Ask Bryan: What is eyewall replacement?

Could you explain "eyewall replacement"?
jeff | 07.15.05 - 10:23 am
Eyewall replacement is the process through which hurricanes can be Category 5 during one advisory, down to Category 3 at the next, and then back to Category 5 again. This can be a little complicated but I will give it my best shot. For those of you looking for a simpler explanation, you can check out articles from USA Today and NOAA.

To understand what eyewall replace is, you must first understand how an eyewall forms. In any weather system, winds are forced by the pressure gradient from areas of high pressure to low pressure. However, as the wind travels it is deflected by the Coriolis effect to the right in the northern hemisphere and to the left in the southern hemisphere. The Coriolis effect is not an actual force but rather can be best expressed as "a frame of reference problem." If anyone needs a clear explanation of this, simply ask and I will make another post.
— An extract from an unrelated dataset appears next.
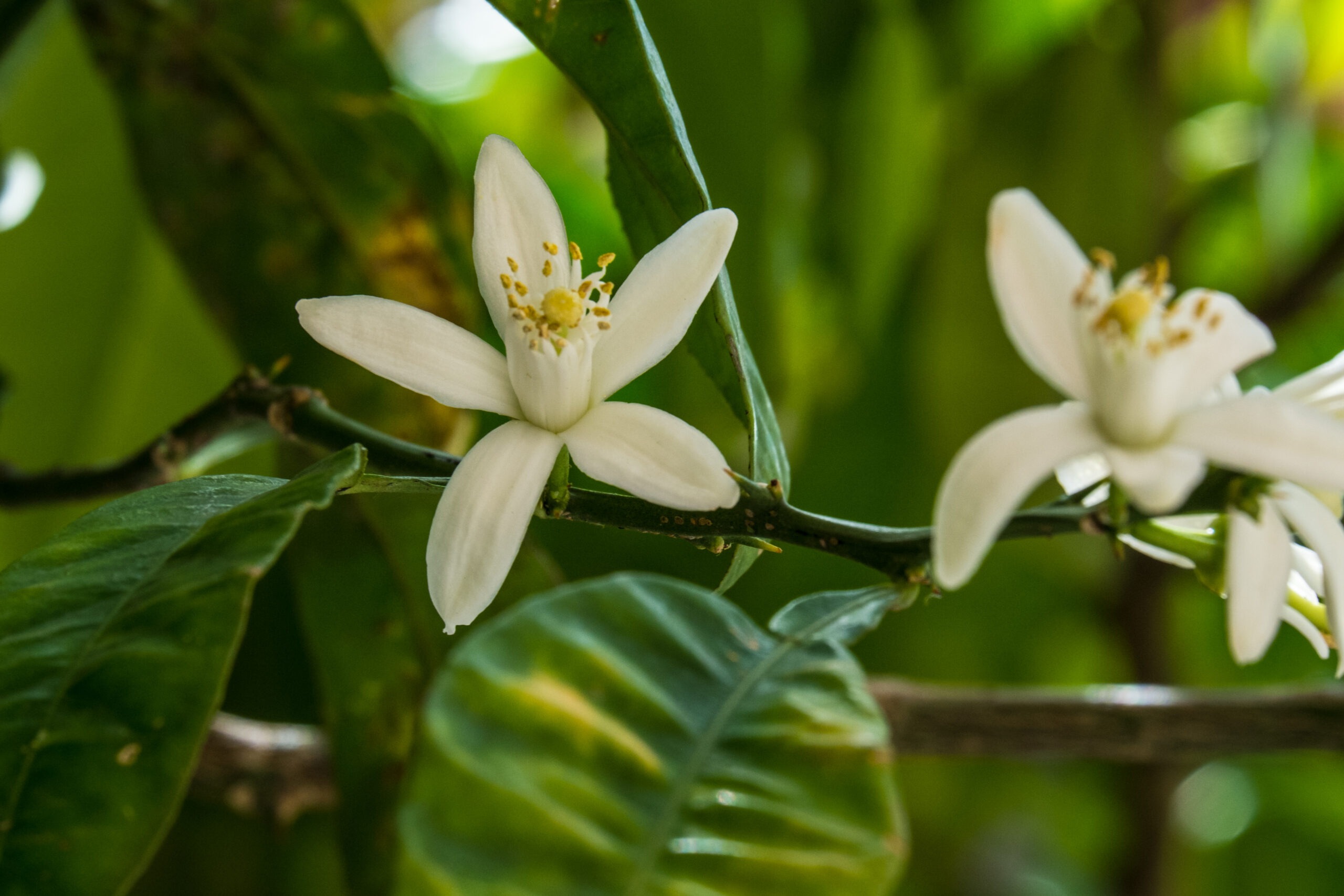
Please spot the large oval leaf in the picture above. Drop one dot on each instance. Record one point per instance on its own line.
(640, 735)
(116, 640)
Otherwise check here for a quick explanation. The easiest way to summarize this is that as the wind blows, the Earth moves out from underneath it.

At upper levels the Coriolis effect perfectly balances the pressure gradient force which causes the air to rotate perfectly around the area of low pressure, always perpendicular to the pressure gradient. The circulation is cyclonic (counterclockwise in the northern hemisphere) for a low and anticyclonic (clockwise in the northern hemisphere) for a high. However, at the surface friction counteracts the Coriolis turning and causes the winds to blow in slightly down the pressure gradient cyclonically towards the low. This flow of air towards the low causes a convergence of the flow at the center of circulation. This convergence forces the air to rise upward creating an area of heavy convection at the center of the low pressure system as the warm and moist air at the surface becomes unstable due to the lifting. This convection will draw more and more air in at the surface to replace the air rising in the center of the low. Eventually the low can strengthen into a hurricane as the updraft gets increasingly strong.
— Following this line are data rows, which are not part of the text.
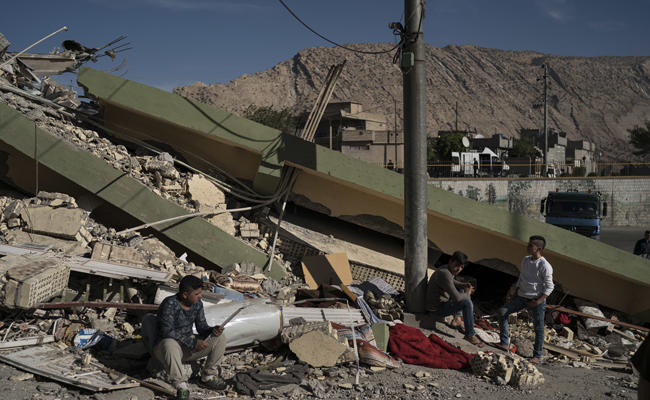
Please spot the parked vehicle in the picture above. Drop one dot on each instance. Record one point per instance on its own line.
(576, 211)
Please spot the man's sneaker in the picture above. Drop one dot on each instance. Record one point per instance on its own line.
(213, 382)
(182, 394)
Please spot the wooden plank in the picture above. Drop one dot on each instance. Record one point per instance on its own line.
(581, 314)
(30, 341)
(53, 363)
(329, 269)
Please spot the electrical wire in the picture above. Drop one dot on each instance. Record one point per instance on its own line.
(333, 42)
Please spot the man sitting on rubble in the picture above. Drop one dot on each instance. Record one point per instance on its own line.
(447, 296)
(177, 343)
(535, 284)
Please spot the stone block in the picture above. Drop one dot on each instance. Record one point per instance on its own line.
(381, 333)
(58, 222)
(69, 247)
(118, 254)
(421, 320)
(317, 349)
(249, 230)
(34, 281)
(567, 332)
(205, 193)
(224, 222)
(290, 333)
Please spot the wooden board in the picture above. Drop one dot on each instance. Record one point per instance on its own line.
(328, 269)
(61, 365)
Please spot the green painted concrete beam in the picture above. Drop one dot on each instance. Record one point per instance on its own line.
(278, 149)
(193, 115)
(119, 190)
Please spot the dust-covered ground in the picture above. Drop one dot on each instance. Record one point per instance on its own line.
(562, 382)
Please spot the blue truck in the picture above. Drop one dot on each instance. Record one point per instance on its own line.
(578, 212)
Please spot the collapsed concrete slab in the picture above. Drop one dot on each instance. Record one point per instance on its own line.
(317, 349)
(31, 280)
(60, 222)
(63, 168)
(337, 185)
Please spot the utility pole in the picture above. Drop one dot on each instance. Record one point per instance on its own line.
(395, 127)
(415, 157)
(545, 119)
(456, 130)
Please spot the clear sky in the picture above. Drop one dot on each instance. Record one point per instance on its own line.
(178, 42)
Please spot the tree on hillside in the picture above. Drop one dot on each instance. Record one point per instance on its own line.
(522, 148)
(640, 138)
(445, 144)
(283, 120)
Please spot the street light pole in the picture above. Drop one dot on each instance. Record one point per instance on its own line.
(395, 127)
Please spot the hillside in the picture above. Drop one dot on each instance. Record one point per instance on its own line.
(596, 98)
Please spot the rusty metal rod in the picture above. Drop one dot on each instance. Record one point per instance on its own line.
(613, 321)
(98, 304)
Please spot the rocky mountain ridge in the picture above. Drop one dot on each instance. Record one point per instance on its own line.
(594, 98)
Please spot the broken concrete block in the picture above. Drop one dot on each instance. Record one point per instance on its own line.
(249, 230)
(506, 369)
(118, 254)
(83, 236)
(12, 210)
(206, 193)
(162, 164)
(14, 222)
(317, 349)
(567, 333)
(381, 333)
(56, 199)
(32, 280)
(58, 222)
(127, 328)
(69, 247)
(224, 222)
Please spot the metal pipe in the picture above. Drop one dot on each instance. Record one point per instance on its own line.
(415, 158)
(65, 28)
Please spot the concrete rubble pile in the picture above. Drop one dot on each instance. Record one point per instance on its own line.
(506, 370)
(579, 341)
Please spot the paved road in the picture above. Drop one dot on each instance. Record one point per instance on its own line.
(621, 237)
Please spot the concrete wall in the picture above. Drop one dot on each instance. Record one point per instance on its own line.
(628, 199)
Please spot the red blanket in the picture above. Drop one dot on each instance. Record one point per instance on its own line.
(411, 346)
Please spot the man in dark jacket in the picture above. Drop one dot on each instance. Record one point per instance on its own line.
(176, 316)
(447, 296)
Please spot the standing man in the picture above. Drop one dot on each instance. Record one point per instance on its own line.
(176, 316)
(447, 296)
(642, 246)
(535, 284)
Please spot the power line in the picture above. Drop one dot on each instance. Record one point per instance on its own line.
(333, 42)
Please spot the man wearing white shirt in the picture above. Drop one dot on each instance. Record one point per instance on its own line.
(535, 284)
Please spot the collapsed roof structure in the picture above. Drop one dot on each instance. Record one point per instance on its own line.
(343, 187)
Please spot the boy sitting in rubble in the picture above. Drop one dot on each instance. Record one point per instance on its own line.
(177, 344)
(535, 284)
(447, 296)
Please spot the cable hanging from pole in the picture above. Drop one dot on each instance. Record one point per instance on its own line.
(333, 42)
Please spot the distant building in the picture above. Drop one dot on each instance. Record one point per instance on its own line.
(347, 128)
(557, 143)
(581, 153)
(498, 143)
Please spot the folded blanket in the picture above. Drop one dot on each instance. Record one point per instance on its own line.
(411, 346)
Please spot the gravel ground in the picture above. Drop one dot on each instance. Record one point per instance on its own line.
(562, 382)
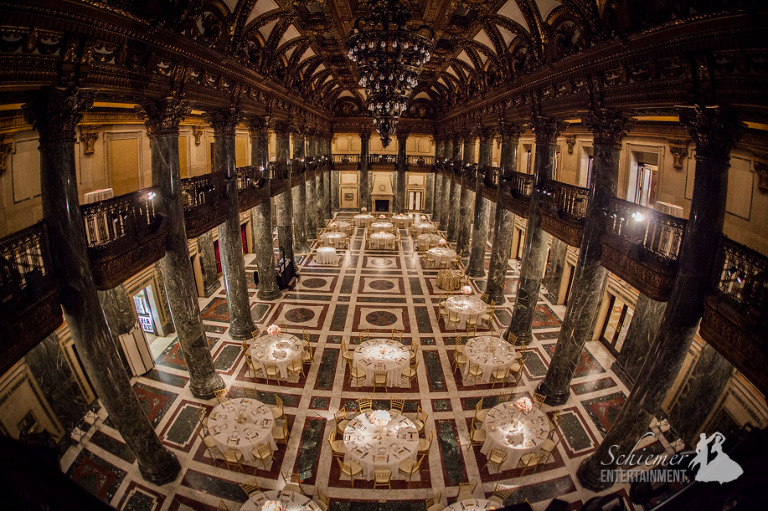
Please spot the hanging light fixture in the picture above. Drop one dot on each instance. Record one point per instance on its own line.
(389, 54)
As all of this area rises, it has to go somewhere. This causes an area of diverging air at upper levels. As this air moves out and away from the convection, it is again turned by the Coriolis effect and creates an anticyclonic flow aloft. Yes, a tropical cyclone is rotating in different directions in different levels of the storm. While this outflow process is significant enough to support a tropical depression or storm, the convection in a hurricane can become too great to be supported by this outflow.

In this case, an area of air from the updraft outflow will begin to be forced down in the center of the hurricane. As this air sinks it is warmed by adiabatic compression and dries. This unsaturated, subsiding air kills any convection and causes the clear skies that we refer to as an eye. Since this air in the eye is warmer than the air around it due to the latent heat from condensation added when the air was lifted, we refer to tropical cyclones as "warm core" systems. This warm and dry air is then entrained back into the updraft of eyewall which actually helps to choke the convection by diluting the moist air from the inflow with drier air from the eye. If the convection grows stronger, more air will subside in the eye and be recycled back into the eyewall, weakening the updraft, until an equilibrium is reached.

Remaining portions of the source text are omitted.